Le système judiciaire est impliqué. Le Parlement devient une marionnette. La corruption, et notamment l’accaparement des terres, devient comme un cancer qui atteint tout le pays. L’une des pires tragédies a été le massacre de Wangalla, dans le nord du pays, en février 1984. Officiellement, cette opération militaire a servi à désarmer des clans d’ethnie somalie, faisant 57 morts. Mais des chercheurs parlent de 5 000 personnes massacrées. Les troupes en ont forcé certaines à s’habiller avec des vêtements imbibés d’essence pour les transformer en torches vivantes.

Finalement, sous la pression des Occidentaux et de la société civile, Daniel arap Moi accepte le retour du multipartisme, après une manifestation réprimée dans le sang en 1991. Constitutionnellement empêché de se représenter en 2002, Daniel arap Moi finit par quitter le pouvoir. Son système politique controversé est transformé avec une nouvelle Constitution en 2010, qui met en place des gardes fous pour éviter le retour des abus. Sa présidence a aussi été entachée par les malversations. Dans les années 2000, le rapport Kroll a parlé d’un milliard de dollars détournés par des sociétés fantômes et des associés.

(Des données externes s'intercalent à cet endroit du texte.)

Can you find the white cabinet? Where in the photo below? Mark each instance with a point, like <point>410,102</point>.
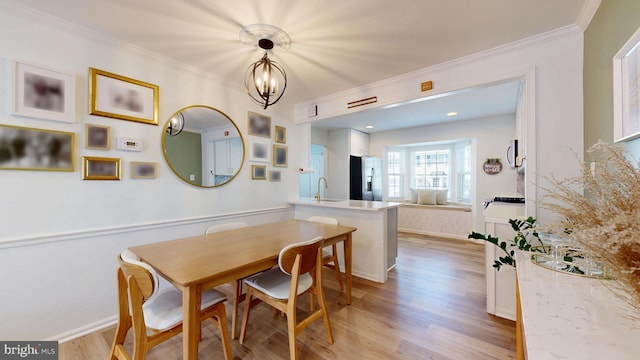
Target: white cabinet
<point>501,284</point>
<point>228,156</point>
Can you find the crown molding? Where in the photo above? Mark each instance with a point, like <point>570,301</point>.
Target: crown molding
<point>63,25</point>
<point>563,32</point>
<point>587,13</point>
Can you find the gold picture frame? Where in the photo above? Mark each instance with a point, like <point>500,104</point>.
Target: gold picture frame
<point>23,148</point>
<point>43,93</point>
<point>280,155</point>
<point>281,134</point>
<point>143,170</point>
<point>97,137</point>
<point>100,168</point>
<point>124,98</point>
<point>275,175</point>
<point>259,172</point>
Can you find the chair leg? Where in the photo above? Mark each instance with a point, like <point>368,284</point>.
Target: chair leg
<point>336,266</point>
<point>118,342</point>
<point>245,316</point>
<point>291,327</point>
<point>325,314</point>
<point>224,331</point>
<point>237,299</point>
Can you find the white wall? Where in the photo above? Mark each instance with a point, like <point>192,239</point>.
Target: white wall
<point>59,235</point>
<point>551,65</point>
<point>490,136</point>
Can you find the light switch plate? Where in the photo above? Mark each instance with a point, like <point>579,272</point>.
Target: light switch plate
<point>130,144</point>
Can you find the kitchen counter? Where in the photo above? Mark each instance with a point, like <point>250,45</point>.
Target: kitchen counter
<point>347,204</point>
<point>565,316</point>
<point>375,243</point>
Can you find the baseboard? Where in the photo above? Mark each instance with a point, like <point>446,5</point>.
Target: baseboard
<point>435,234</point>
<point>85,330</point>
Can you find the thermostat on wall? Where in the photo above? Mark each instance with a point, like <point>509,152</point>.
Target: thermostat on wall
<point>130,144</point>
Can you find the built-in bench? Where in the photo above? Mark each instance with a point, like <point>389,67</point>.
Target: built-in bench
<point>450,221</point>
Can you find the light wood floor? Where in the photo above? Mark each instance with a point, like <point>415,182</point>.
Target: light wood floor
<point>432,307</point>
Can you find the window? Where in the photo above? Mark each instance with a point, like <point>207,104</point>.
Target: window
<point>442,166</point>
<point>432,169</point>
<point>463,172</point>
<point>394,171</point>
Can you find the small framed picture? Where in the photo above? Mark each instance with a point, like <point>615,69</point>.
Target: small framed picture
<point>42,93</point>
<point>259,172</point>
<point>100,168</point>
<point>259,125</point>
<point>143,170</point>
<point>281,134</point>
<point>274,175</point>
<point>97,137</point>
<point>24,148</point>
<point>122,98</point>
<point>259,151</point>
<point>280,155</point>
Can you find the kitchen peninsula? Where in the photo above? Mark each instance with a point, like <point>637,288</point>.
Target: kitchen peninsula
<point>375,243</point>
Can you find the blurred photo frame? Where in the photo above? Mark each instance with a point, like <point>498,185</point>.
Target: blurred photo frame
<point>123,98</point>
<point>259,151</point>
<point>275,175</point>
<point>259,125</point>
<point>259,172</point>
<point>281,134</point>
<point>24,148</point>
<point>280,155</point>
<point>97,137</point>
<point>43,93</point>
<point>143,170</point>
<point>100,168</point>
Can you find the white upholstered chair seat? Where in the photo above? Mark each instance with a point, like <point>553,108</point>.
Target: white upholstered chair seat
<point>164,310</point>
<point>276,284</point>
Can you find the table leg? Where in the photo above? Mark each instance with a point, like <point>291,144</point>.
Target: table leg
<point>191,298</point>
<point>347,266</point>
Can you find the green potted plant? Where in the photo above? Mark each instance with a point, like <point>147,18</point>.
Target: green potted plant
<point>526,238</point>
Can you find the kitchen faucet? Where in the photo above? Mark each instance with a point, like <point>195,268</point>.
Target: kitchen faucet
<point>326,186</point>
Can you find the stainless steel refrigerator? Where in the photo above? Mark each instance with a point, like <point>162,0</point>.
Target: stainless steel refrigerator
<point>365,174</point>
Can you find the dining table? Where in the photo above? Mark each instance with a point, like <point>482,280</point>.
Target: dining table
<point>198,263</point>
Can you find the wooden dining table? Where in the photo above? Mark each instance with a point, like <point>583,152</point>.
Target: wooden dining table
<point>198,263</point>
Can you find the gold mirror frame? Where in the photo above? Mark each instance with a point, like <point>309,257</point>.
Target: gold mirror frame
<point>220,128</point>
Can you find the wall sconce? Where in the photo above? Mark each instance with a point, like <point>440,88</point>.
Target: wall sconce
<point>176,124</point>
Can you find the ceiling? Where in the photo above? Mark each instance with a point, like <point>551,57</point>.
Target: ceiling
<point>336,45</point>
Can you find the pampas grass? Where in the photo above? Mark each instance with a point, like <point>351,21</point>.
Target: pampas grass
<point>600,212</point>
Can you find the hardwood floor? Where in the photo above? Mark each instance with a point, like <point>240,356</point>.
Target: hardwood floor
<point>432,307</point>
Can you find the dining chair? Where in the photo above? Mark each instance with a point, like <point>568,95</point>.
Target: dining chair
<point>299,271</point>
<point>238,293</point>
<point>330,254</point>
<point>156,314</point>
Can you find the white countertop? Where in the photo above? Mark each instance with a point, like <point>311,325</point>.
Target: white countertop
<point>347,204</point>
<point>571,317</point>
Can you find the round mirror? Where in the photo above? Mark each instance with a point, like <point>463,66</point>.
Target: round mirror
<point>203,146</point>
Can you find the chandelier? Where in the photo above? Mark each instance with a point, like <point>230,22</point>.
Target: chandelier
<point>265,80</point>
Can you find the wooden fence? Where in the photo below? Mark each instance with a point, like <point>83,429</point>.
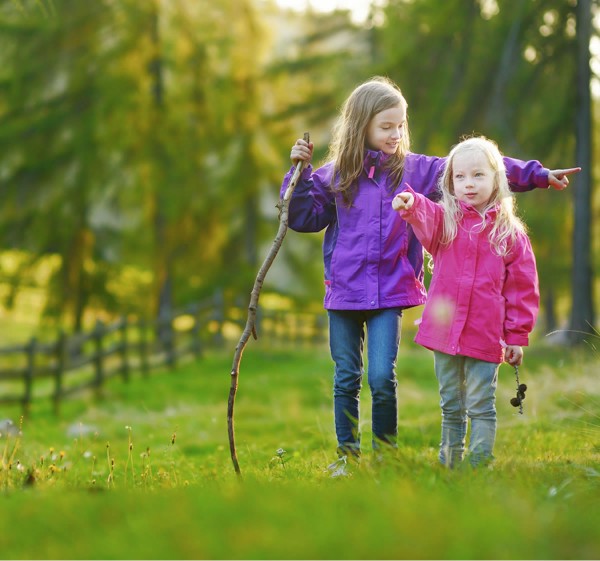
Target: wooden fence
<point>72,364</point>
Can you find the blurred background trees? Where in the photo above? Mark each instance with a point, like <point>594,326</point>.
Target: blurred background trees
<point>143,142</point>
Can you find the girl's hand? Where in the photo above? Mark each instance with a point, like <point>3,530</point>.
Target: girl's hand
<point>403,201</point>
<point>302,150</point>
<point>513,354</point>
<point>558,179</point>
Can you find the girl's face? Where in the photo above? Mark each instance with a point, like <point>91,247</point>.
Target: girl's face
<point>473,178</point>
<point>386,129</point>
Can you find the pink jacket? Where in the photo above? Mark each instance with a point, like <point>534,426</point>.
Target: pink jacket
<point>477,300</point>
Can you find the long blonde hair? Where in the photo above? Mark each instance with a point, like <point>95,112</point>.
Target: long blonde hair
<point>347,147</point>
<point>507,224</point>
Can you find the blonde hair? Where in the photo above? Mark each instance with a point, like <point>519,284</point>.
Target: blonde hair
<point>507,224</point>
<point>347,147</point>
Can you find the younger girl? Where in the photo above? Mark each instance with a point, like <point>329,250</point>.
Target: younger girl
<point>483,298</point>
<point>373,262</point>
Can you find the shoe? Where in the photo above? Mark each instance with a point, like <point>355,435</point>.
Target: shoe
<point>339,468</point>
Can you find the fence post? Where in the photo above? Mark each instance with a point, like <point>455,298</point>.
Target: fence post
<point>143,346</point>
<point>124,350</point>
<point>218,317</point>
<point>167,338</point>
<point>29,374</point>
<point>98,335</point>
<point>61,355</point>
<point>196,342</point>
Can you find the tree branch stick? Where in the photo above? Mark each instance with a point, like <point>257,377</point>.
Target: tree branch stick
<point>250,328</point>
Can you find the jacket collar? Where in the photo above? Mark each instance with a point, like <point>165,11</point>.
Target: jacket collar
<point>490,213</point>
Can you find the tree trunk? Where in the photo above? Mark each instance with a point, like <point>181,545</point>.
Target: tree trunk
<point>582,312</point>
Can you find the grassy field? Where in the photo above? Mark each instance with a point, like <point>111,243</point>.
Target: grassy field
<point>145,473</point>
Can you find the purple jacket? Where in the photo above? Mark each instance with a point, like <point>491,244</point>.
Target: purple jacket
<point>372,259</point>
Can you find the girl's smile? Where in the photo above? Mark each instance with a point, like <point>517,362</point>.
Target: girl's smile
<point>386,129</point>
<point>473,178</point>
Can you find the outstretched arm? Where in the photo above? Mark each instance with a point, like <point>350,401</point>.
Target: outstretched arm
<point>559,178</point>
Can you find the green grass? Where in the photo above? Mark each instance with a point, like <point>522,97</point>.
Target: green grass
<point>172,493</point>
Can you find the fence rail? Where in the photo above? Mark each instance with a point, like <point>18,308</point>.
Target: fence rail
<point>72,364</point>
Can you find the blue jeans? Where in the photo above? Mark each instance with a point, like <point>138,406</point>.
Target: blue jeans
<point>467,391</point>
<point>346,341</point>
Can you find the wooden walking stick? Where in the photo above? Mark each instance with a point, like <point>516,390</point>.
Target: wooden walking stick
<point>250,328</point>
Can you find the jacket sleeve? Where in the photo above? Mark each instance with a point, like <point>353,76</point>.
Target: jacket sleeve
<point>521,293</point>
<point>426,219</point>
<point>312,206</point>
<point>525,176</point>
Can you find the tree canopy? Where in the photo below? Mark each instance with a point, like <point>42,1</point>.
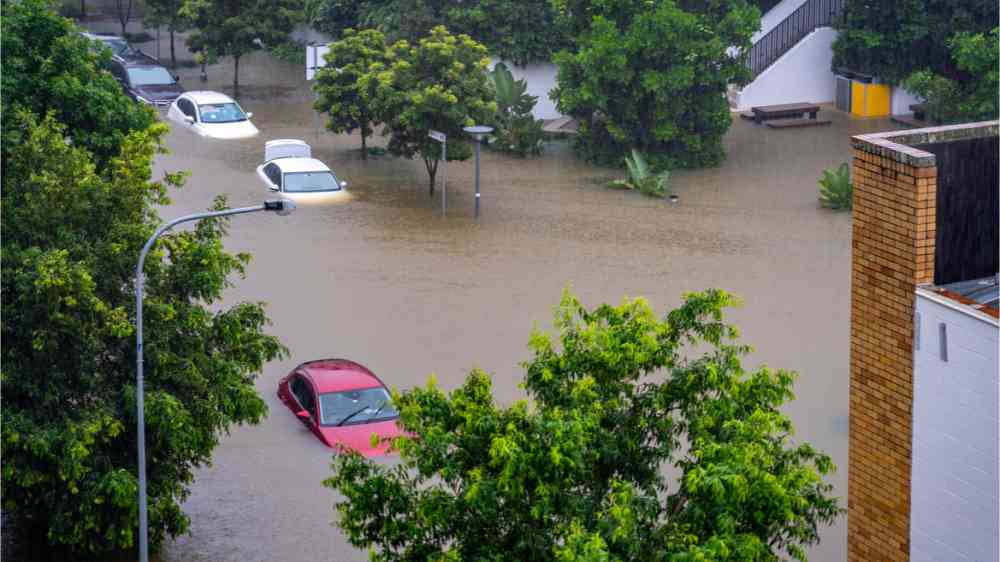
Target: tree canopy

Les Kényans avaient gardé une certaine affection pour lui, car il était âgé. Et les politiciens continuaient d’ailleurs à lui rendre visite et à le consulter, car il restait influent notamment dans sa communauté Kalenjin. Certains vont retenir de lui l’image d’un despote. D’autres celle d’un homme de paix ayant maintenu la stabilité du pays.

Aujourd’hui, l’image de l’ex-chef d’État a été lissée. Les politiciens s’inclinent devant son héritage. Les Kényans, eux, se rappellent surtout du lait qu’il avait fait distribuer gratuitement dans les écoles. « Il faut résister à la biographie officielle et ne pas édulcorer la dictature », explique le chercheur Rashid Abdi, qui dénonce le « révisionnisme historique » et « l’amnésie collective ».